Let $V, W$ be $n$-dimensional $K$-vector spaces with a non-degenerate bilinear form $(\cdot, \cdot) : V \times W \to K$. We call a basis $(\beta_1, \dots, \beta_n)$ for $W$ dual to a basis $(\alpha_1, \dots, \alpha_n)$ for $V$ with respect to $(\cdot, \cdot)$ if for all $i, j$ we have $(\alpha_i, \beta_j) = \delta_{i j}$, where $\delta_{i j}$ denotes the Kronecker delta.
The above I've found is fairly standard terminology. I've seen assertions that such a dual basis always exists and it is unique, but I haven't really seen a proof.
Can anyone point me in the right direction for this proof? Is it constructive?
Best Answer
Thanks to Daniel Fischer, making everything slightly more verbose:
Existence: The bilinear form gives $\Phi : W \to V^*$, where $\Phi(w) = \lambda_w \in V^*$, for $\lambda_w(v) = (v, w)$. This is a linear map, by linearity of $(\cdot, \cdot)$. It is injective by non-degeneracy of $(\cdot, \cdot)$, and since $\dim W = \dim V^*$, it must also be surjective. A bijective linear map is an isomorphism, so we have a linear inverse $\Phi^{-1}$. Note for any $w \in W$ we have $$(v, \Phi^{-1}(\lambda_w)) = (v, w) = \lambda_w(v)$$ and since $\Phi$ is surjective this works for any $\lambda \in V^*$.

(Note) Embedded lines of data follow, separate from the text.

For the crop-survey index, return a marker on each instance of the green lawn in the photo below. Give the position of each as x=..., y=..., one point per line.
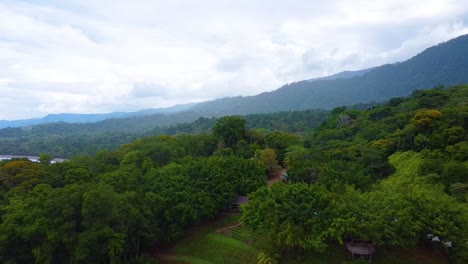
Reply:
x=337, y=254
x=203, y=245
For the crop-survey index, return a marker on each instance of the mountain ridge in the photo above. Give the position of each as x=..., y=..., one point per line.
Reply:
x=442, y=64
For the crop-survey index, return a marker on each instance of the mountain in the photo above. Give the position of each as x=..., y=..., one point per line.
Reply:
x=91, y=118
x=444, y=64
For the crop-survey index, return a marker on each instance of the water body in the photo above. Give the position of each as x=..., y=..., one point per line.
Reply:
x=31, y=158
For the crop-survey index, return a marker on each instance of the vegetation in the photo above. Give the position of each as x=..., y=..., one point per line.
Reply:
x=66, y=140
x=394, y=174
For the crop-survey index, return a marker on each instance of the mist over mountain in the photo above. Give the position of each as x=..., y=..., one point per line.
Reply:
x=443, y=64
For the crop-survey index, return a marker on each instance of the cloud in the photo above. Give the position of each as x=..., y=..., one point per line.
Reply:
x=100, y=56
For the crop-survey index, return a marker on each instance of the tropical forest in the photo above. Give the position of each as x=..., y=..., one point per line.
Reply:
x=392, y=175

We can construct the dual basis of $(\alpha_1, \dots, \alpha_n)$ in $V^*$ by setting $\lambda_i(\alpha_j) = \delta_{i j}$ and taking $(\lambda_1, \dots, \lambda_n)$ (see for example Prop 1.0.2 of these notes).
Now, $(\beta_1, \dots, \beta_n)$, where $\beta_i = \Phi^{-1}(\lambda_i)$, gives a basis for $W$ that satisfies the required duality: $$ (\alpha_i, \beta_j) = (\alpha_i, \Phi^{-1}(\lambda_j)) = \lambda_j(\alpha_i) = \delta_{i j} $$ It is a basis because we're applying an isomorphism to elements that also constitute a basis.
Uniqueness: Suppose $(\beta_1', \dots, \beta_n')$ is another basis of $W$ satisfying the duality condition. Since the $\beta_1, \dots, \beta_n$ span $W$ we can write $\beta_j' = \sum_k c_{j k} \beta_k$ for all indices $j$. Applying $(\alpha_i, \cdot)$ to that equation we get: $$\delta_{j i} = \delta_{i j} = (\alpha_i, \beta_j') = \sum_k c_{j k} (\alpha_i, \beta_k) = c_{j i}$$ hence $\beta_j' = \beta_j$ for all indices $j$.